„Wir sind kein islamisches Land“, betont Muzaffar Khodjayevga, der Reiseleiter unserer 13köpfigen Gruppe, die mit einem Bus eine 10tägige Rundreise durch Uzbekistan macht. Heißt, das Land, die Politik und die Leute sind tolerant gegenüber anderen Religionen, die rund 32 Millionen Einwohner dieses großen Landes sind zwar zu fast 90 vh Moslems, aber sie sind nicht islamistisch, sie sind nicht fanatisch, sie kennen den Koran, sie sind gläubig, sie pflegen ihre Moscheen, aber sie tragen keinen Schleier, sie trinken Alkohol(das einheimische Bier schmeckt gut, der Wein ist oft süß) und sogar Schweinefleisch ist hier in Zentralasien erlaubt. In Samarkand stehen zwei Kirchen anderer Religionen beinahe einträchtig nebeneinander: die eine für die russisch-orthodoxen Christen und das andere Gotteshaus für die Katholiken, das gerade renoviert wird.

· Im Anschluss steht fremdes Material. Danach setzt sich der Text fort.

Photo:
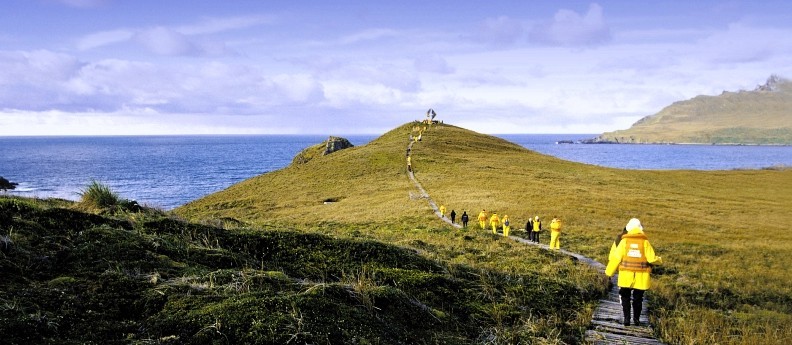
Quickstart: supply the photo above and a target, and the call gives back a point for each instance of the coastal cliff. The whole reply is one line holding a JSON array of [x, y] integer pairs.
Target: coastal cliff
[[762, 116]]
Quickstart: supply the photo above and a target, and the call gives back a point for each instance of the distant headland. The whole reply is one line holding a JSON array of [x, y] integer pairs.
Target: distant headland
[[762, 116]]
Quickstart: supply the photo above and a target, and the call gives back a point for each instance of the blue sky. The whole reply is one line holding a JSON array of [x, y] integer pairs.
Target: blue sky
[[113, 67]]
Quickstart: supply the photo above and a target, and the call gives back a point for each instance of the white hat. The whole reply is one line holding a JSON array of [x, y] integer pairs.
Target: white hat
[[634, 224]]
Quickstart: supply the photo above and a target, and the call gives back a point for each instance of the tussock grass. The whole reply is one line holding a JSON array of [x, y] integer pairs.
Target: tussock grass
[[723, 234], [99, 196]]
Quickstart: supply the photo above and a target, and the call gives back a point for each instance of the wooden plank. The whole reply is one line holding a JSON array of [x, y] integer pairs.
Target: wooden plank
[[600, 338]]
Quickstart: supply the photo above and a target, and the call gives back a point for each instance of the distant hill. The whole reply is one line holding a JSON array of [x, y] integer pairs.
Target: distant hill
[[759, 117]]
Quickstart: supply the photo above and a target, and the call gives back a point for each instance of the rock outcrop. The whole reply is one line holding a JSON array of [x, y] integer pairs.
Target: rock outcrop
[[332, 144]]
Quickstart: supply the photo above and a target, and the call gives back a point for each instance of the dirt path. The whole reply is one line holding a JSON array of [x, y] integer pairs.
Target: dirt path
[[606, 325]]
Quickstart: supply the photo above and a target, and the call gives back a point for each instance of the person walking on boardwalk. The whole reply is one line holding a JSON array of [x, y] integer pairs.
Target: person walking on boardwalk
[[632, 257], [494, 222], [483, 219], [616, 243], [534, 227], [555, 233]]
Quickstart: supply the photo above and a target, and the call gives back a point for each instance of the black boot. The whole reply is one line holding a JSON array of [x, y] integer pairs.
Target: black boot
[[637, 306], [624, 297]]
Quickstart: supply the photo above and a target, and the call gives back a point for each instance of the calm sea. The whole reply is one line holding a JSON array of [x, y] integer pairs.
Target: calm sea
[[169, 171]]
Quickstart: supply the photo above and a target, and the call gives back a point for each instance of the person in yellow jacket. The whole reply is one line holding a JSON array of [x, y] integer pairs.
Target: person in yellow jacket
[[494, 222], [555, 232], [483, 219], [632, 257]]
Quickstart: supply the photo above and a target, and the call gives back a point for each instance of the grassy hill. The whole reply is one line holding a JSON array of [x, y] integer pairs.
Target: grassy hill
[[723, 234], [760, 117], [71, 277]]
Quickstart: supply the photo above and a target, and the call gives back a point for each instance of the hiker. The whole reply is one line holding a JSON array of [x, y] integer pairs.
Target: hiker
[[616, 243], [483, 219], [555, 232], [534, 227], [495, 221], [633, 257]]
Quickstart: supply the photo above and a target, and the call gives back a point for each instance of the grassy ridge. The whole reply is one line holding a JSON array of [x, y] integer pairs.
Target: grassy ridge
[[747, 117], [71, 277], [723, 234]]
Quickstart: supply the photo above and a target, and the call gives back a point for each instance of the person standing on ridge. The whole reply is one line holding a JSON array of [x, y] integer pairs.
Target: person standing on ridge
[[555, 232], [534, 227], [633, 257], [495, 222], [483, 219]]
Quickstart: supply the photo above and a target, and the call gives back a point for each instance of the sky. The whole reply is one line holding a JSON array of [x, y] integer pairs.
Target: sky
[[154, 67]]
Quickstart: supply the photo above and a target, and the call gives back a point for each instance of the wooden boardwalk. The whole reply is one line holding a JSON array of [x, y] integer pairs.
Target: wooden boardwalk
[[606, 324]]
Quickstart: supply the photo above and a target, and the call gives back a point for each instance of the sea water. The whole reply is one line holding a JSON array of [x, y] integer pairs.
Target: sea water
[[169, 171]]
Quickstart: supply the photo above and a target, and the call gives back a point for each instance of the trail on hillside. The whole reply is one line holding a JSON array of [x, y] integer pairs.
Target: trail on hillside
[[606, 325]]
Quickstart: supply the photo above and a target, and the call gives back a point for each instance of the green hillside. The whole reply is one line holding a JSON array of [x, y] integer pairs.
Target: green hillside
[[71, 277], [759, 117], [342, 249], [723, 234]]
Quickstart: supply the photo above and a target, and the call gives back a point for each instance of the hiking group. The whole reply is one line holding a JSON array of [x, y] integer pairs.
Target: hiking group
[[631, 254]]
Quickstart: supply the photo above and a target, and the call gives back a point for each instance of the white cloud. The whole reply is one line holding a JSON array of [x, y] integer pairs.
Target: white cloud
[[500, 31], [216, 25], [368, 35], [569, 28], [83, 3], [104, 38], [165, 41], [433, 63]]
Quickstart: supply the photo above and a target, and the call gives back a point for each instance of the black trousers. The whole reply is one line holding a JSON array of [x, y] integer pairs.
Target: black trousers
[[631, 299]]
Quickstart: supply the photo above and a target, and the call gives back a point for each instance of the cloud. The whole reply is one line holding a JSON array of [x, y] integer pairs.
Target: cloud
[[186, 40], [434, 64], [743, 44], [500, 31], [104, 38], [83, 3], [368, 35], [216, 25], [164, 41], [571, 29]]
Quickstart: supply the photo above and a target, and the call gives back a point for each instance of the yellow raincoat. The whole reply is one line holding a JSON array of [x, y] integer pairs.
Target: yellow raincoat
[[632, 278], [494, 221]]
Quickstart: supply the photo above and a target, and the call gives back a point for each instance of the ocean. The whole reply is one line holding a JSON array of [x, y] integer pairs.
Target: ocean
[[169, 171]]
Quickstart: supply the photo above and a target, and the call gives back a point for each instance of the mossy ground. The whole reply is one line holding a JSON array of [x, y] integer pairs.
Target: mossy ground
[[73, 277], [723, 234]]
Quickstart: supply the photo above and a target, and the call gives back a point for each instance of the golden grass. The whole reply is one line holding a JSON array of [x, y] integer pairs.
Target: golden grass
[[753, 117], [723, 235]]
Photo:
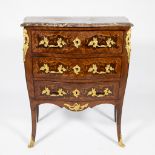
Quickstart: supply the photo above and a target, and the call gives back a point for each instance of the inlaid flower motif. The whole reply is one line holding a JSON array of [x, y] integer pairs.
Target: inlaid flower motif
[[76, 69]]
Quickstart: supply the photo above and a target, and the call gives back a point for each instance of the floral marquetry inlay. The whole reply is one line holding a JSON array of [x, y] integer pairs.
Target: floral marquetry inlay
[[107, 69], [47, 92], [94, 93], [46, 69], [76, 107], [108, 42], [45, 42]]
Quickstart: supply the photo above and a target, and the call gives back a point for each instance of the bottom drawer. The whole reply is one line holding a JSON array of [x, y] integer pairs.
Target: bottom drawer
[[76, 91]]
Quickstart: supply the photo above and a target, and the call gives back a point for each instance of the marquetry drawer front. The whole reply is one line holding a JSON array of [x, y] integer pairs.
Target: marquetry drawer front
[[76, 91], [92, 68], [77, 42]]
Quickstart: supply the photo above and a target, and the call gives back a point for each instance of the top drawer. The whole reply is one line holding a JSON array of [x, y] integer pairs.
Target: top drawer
[[77, 42]]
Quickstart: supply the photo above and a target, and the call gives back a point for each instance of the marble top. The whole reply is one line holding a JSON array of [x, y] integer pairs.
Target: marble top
[[76, 21]]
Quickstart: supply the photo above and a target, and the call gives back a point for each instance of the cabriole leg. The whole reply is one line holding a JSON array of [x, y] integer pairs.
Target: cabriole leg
[[33, 134], [118, 119], [115, 111]]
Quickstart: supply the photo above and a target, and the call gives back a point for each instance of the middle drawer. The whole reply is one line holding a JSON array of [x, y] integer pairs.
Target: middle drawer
[[65, 68]]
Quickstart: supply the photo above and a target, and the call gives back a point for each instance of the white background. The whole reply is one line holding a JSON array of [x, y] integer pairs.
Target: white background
[[92, 131]]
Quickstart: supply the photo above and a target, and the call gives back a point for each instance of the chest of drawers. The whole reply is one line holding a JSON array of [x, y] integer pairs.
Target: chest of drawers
[[76, 63]]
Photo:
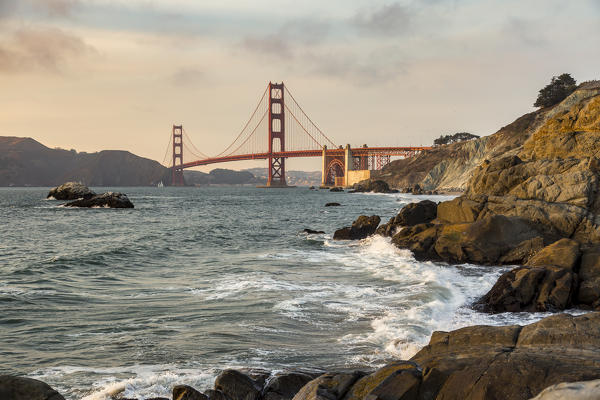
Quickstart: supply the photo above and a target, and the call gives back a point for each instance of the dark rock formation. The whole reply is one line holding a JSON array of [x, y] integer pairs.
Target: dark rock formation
[[547, 288], [70, 191], [375, 186], [184, 392], [361, 228], [312, 232], [412, 214], [238, 386], [492, 240], [19, 388], [105, 200]]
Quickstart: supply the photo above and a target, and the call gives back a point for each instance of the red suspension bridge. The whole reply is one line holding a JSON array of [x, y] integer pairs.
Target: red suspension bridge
[[279, 129]]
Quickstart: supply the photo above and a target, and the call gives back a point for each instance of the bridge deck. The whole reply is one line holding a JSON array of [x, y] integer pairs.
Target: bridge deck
[[359, 151]]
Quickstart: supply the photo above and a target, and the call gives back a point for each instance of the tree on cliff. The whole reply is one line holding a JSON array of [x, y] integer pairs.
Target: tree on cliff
[[457, 137], [559, 88]]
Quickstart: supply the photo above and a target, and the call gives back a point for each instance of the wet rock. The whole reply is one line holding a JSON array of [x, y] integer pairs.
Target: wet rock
[[215, 395], [70, 191], [563, 253], [376, 186], [361, 228], [364, 388], [19, 388], [588, 390], [237, 385], [509, 362], [184, 392], [410, 215], [312, 232], [330, 386], [285, 386], [547, 288], [105, 200]]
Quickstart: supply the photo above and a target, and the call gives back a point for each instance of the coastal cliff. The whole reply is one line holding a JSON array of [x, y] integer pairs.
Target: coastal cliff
[[449, 167]]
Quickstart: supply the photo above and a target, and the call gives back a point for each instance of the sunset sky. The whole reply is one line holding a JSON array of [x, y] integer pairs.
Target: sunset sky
[[116, 74]]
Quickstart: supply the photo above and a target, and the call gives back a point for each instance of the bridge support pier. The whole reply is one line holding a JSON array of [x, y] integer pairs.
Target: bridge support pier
[[276, 173], [177, 169]]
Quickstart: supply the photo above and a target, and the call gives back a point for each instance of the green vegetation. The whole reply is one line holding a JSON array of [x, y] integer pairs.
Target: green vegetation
[[457, 137], [559, 88]]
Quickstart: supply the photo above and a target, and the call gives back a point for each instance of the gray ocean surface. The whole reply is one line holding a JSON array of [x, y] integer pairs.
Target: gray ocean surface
[[194, 280]]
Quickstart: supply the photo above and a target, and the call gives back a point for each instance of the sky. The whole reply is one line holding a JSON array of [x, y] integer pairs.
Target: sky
[[117, 74]]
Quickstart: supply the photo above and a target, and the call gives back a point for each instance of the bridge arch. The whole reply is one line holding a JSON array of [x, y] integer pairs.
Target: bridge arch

Warum Uzbekistan, warum fahrt Ihr dahin? Lautete eine der meist gestellten Fragen im Vorfeld der Reise. Vielleicht, weil wir im letzten Jahr eine ähnliche Reise durch den benachbarten Iran gemacht haben und schon dort auf der alten Route der einstigen Seidenstraße gewesen sind, weil uns schon dort die Moscheen und Minarette verzaubert haben. Der Mythos Seidenstraße, rund 4600 Kilometer oder sechs Flugstunden von Deutschland entfernt, jener historischen und legendären Verbindung zwischen China und Europa, auf der vor einigen Tausend Jahren Waren transportiert wurden, ins Reich der Mitte und von dort in Richtung Abendland, Seide, Gewürze, Teppiche und vieles andere mehr. Diese Seidenstraße, so wird erzählt, soll in der fernen Zukunft richtig ausgebaut werden. Man stelle sich das mal vor, wenn man mit dem Auto auf einer Art Autobahn diese Strecke würde fahren können- also quasi von Bonn bis Peking.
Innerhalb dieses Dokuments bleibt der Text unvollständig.